Planning for safe childbearing
Good antenatal care should identify and address potential problems at the earliest point in the pregnancy thereby minimising risk to the woman and fetus.
Guidelines published by the National Institute for Health and Clinical Excellence (NICE) 'Antenatal care: routine care for the healthy pregnant woman' provides advice on:
- the routine care that all healthy women can expect to receive during their pregnancy.
Planning for labour
During pregnancy the midwife and obstetrician should, with the woman, discuss potential risk factors and agree a planned course of action for pregnancy and birth. Early involvement by the obstetrician is essential where risks factors for obstetric haemorrhage are identified. Additionally the Consultant Haematologist should be approached for advice on management of women with pre-existing haematological disorders, e.g. sickle cell disease, antibodies (anti-D and others) or coagulation deficiencies, woman who have a history of repeated transfusions and for women who do not respond to treatment of antenatal anaemia.

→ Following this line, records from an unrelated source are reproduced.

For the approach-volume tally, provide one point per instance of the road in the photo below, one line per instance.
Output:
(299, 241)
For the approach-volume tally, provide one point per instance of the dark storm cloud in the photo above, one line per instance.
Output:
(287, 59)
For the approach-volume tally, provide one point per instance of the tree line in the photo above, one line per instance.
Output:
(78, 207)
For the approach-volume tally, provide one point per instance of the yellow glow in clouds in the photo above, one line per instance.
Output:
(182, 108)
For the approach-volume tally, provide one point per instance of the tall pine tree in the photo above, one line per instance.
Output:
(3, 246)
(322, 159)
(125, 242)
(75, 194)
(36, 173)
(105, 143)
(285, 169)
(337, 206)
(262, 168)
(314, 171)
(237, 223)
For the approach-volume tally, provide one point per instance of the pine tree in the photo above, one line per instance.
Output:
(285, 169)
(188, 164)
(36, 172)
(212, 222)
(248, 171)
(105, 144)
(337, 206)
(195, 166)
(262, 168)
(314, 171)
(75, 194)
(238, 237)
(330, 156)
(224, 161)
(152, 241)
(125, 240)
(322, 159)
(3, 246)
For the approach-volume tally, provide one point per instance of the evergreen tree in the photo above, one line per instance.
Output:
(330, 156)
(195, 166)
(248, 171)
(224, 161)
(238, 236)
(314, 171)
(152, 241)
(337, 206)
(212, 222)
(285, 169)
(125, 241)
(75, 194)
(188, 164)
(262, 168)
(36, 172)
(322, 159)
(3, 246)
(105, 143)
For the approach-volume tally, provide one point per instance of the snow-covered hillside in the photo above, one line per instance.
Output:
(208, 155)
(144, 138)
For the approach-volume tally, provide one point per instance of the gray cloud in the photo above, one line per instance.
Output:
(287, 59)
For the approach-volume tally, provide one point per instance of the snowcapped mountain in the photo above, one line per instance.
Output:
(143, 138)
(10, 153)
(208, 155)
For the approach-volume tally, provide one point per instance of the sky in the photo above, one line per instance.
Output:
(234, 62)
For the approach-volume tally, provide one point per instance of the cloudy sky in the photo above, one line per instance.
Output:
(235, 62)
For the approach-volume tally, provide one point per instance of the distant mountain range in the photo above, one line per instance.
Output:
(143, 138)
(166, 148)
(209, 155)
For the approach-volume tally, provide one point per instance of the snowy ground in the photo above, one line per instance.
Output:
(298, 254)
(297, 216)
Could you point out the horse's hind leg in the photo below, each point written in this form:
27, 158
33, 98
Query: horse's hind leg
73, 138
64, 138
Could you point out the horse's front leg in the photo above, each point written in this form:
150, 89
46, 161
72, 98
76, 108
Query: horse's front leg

The birth planning process should consider place and mode of delivery where there are risk factors for haemorrhage. This should be discussed with and agreed by the woman. The agreed plan should be clearly documented in the antenatal care record.
The published NICE guidelines,'Intrapartum care: Care of healthy women and their babies during childbirth' provides information on risk factors that inform decisions on place and mode of delivery.
The Handbook of Transfusion Medicine provides guidelines for the management of Obstetric haemorrhage.